4.2.1.2. Water Retention at the Bottom of the Structure
The water holding capacity at the base of the structure is predominantly located in the western part of the study area. Due to the small height difference of the structure, the venting capacity is insufficient. Unvented water is enriched in the lower part of the reservoir through the microstructure (Figure 5b). In addition, the reservoir conditions deteriorate in the direction of decreasing the tectonic dip. Natural gas is not sufficient to vent water from the reservoir, and localized lateral bottom water will also form. The down-dip direction of wells B3 and B4 in this section has insufficient gas venting capacity, and the reservoir physical properties are poor, forming stagnant water at the bottom of the formation.
4.2.2. Water Retention in Dense Dolomite Isolation (Gas–Water Zone)
The stagnant water in the dense dolomite isolate is influenced by local densification of the reservoir. As a result, water is not completely discharged in the aggregation process, but retained in the reservoir, forming a gas–water symbiotic relationship (Figure 5c). Influenced by the relative densification of the pore throat and reservoir, the vertical differentiation of gas and water is not obvious, forming a gas–water symbiotic relationship. The dolomite reservoirs in wells C2 and C4 of the profile are locally dense, and the water outflow is incomplete, forming a gas–water symbiotic relationship.
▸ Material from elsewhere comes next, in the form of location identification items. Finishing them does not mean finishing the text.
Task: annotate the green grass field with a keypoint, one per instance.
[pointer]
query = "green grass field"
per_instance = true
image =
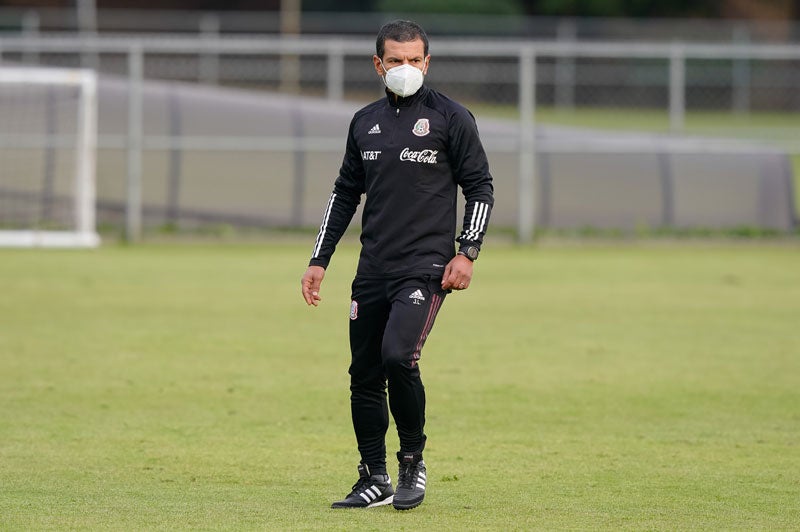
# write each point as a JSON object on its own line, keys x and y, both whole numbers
{"x": 641, "y": 386}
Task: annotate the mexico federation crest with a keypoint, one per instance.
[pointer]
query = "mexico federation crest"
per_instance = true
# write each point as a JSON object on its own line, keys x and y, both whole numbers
{"x": 422, "y": 127}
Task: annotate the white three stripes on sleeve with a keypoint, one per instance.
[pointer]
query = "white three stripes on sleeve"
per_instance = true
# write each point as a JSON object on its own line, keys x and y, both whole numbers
{"x": 323, "y": 227}
{"x": 477, "y": 223}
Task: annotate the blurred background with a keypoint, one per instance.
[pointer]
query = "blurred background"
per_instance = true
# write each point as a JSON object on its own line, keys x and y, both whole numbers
{"x": 607, "y": 116}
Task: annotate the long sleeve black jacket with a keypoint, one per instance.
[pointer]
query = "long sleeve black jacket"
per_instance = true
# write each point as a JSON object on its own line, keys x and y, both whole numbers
{"x": 409, "y": 156}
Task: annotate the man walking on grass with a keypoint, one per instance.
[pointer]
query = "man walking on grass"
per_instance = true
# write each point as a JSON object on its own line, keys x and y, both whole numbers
{"x": 408, "y": 153}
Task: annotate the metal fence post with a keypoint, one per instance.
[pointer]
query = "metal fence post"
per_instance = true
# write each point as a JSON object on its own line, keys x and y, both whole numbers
{"x": 335, "y": 72}
{"x": 565, "y": 67}
{"x": 677, "y": 87}
{"x": 209, "y": 61}
{"x": 740, "y": 98}
{"x": 527, "y": 143}
{"x": 30, "y": 30}
{"x": 133, "y": 204}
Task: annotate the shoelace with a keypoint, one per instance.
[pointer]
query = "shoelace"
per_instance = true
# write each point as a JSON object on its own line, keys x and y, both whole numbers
{"x": 405, "y": 478}
{"x": 360, "y": 484}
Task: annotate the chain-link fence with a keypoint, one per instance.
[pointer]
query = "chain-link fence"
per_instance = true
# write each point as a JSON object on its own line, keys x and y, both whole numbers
{"x": 727, "y": 98}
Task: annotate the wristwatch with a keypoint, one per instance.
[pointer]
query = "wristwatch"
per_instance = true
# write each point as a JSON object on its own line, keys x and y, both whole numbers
{"x": 471, "y": 252}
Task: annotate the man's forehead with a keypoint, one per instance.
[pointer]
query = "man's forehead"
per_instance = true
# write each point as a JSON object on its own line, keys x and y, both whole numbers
{"x": 407, "y": 48}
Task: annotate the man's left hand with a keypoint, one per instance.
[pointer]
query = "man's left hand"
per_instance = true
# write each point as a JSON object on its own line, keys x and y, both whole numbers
{"x": 457, "y": 274}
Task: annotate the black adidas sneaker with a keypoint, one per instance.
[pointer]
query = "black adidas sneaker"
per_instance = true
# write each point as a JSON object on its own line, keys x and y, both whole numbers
{"x": 410, "y": 482}
{"x": 369, "y": 491}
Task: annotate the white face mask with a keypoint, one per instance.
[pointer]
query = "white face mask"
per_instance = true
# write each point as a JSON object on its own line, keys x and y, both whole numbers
{"x": 403, "y": 80}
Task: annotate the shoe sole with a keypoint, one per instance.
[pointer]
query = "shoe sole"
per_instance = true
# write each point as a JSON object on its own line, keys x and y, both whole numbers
{"x": 384, "y": 502}
{"x": 408, "y": 506}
4.2.3. Isolated Dolomite Forming Lenticular Water (Lenticular Water)
Lenticular water bodies (Figure 5d) are located mainly in the northeastern part of the study area. Dolomite is an isolated lenticular body that is obscured by other rocks and is not connected by channels. As a result, natural gas cannot enter and water cannot drain, forming a lenticular water body. Independent water bodies are distributed in the stratigraphy of wells D2, D3, and D4 in the profile, and the lithology is dolomite. The upper and lower layers are relatively dense, isolating the reservoir and forming a lenticular water body.
5. Conclusions
On the basis of geological analysis and in combination with production data, this paper analyzes the chemical properties of formation water, reveals the water–gas distribution, and analyzes the main controlling factors. The main conclusions are summarized as follows:
-
(a)
The gas field water in the study area can be categorized into three types: formation water, condensate water, and residual working fluid.
-
(b)
At present, the gas field water in the study area is dominated by formation water, and the salinity of the Lower Paleozoic formation water is significantly higher, reaching 169,689 mg/L. The salinity of the gas field water is also higher than that of the Lower Paleozoic formation water.
-
(c)
The NaCl coefficient of formation water in the well area is low, with an average value of 0.0856, and the metamorphic coefficient is 66.7564, which is much higher than 1. This suggests that the formation in this area is closed; the conditions for oil and gas preservation are better; the water body is disconnected, and there are multiple gas–water systems.
-
(d)
The distribution of gas and water is controlled by many factors such as paleomorphology, tectonics, and lithology, and the water bodies are small and wide.
-
(e)
According to the different types of water production and the characteristics of gas and water distribution of gas wells, specific drainage and gas extraction measures should be formulated. For unproductive wells, the production area should be avoided as much as possible.
Acknowledgments
This work was not supported by any funds.
The authors declare no competing financial interest.